The Bass Fishing games..
I guess to me "real" fishing is more about being out with friends and drinking beer than it is trying to outwit a fish.
Invalid Checksum. Retrying.
G4/TechTV had a poll for the worst video games ever, and Shenmue was near the top. Personally, I love the game, but I can understand the reason a lot of people don't. They're expecting a greater action/story ratio.
I like to think of Shenmue as a good mystery novel, whereas most video games are like an action movie. It's easy to enjoy an action movie, as there is (usually) not a complex plot to follow, and there are enough action sequences to keep you interested. A good novel is harder to get into than an action movie, but can be a lot more rewarding in the end.
I feel your pain brother.
My cthonic wifette is nothing short of a "Harvest Moon: It's a Wonderful Life" farming scientist. She has tracked everything in the game.

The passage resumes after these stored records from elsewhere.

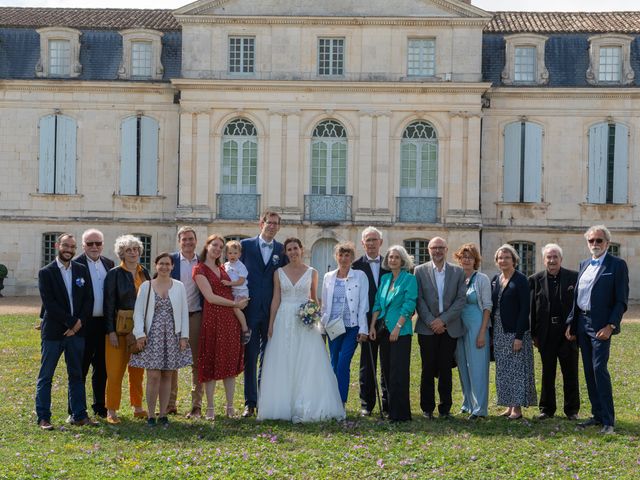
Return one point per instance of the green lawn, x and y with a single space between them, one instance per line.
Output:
366 448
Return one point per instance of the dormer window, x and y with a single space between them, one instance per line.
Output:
610 60
141 51
59 53
525 60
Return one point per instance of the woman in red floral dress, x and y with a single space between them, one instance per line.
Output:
220 355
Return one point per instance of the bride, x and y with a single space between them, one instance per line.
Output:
297 382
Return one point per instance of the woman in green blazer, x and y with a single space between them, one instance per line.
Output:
391 322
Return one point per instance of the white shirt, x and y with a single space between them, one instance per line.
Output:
67 277
585 285
439 276
98 274
186 277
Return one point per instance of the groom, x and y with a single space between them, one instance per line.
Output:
262 255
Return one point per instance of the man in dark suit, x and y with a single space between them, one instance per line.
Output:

The only people with better notes on the lifecycles, productivity cycles, and farming mechanics are the development guys from Natsume's Japan offices...I think even they would be surprised at the "otaku" level to which my wife has plumbed the highs and lows of the game. Her biggest complaint is that you can't hug/kiss/anything with your wife, while you can talk to and and nuzzle your cows/horse/sheep/goat/chickens. That's kinda messed up. The only thing guys can hope for is that there's a "Sex-rated" version of the game somewhere where you can bed any of your three potential wives (Nami would probably shag the farmboy rotten and leave before he wakes up, Muffy would look like death warmed over and sneak away, and Celia would would be so cute you'd automatically push the A button labeled "Sex" again and again--forget the crops we're working on "sister"!). If the game featured even some highly edited sex, or the ability to hug your wife, it might be less of a downer. You get more love from your livestock.
Expect to shell out another $40+ when they come out with a "female protagonist" series of Harvest Moon games.
I find the damn thing to be the digital equivalent of ether...puts me right out. Even two litres of Diet Coke are worthless against a farming sim for me. I'm an adrenaline junky (RTS/FPS/SSXn/Combat Flightsim) gamer, so anything that doesn't have me shaking the windows with subwoofer amplified battlecries and storm-god channeling which has the neighbors peering into the windows to see if I'm killing everyone or breaking stuff has a sedative-effect.
Every new form of media has it's own Requirimento
I kinda liked the game right up until that forklift part. You could ignore all the myriad sidequests for the most part, although I was raising the kitten because it was on my way to and from everywhere.
But the forklift work scene? Gahh. If you quit when you get there, the game's not half-bad. I pity the fool who spent hours "working" in that warehouse just to get to the end.
Actually, even though I hated the gameplay of xenosaga and eventually sold the game halfway through (too much running down empty hallways), I kind of liked those stupid cutesy future emails and pseudoscience. The one I remember the best was how there was a bug in the nanotechnology that produced buildings, and therefore there were locked "Secret Rooms" throughout the entire game. Like they needed a stupid sci-fi explanation for every convention and cliche of the RPG genre.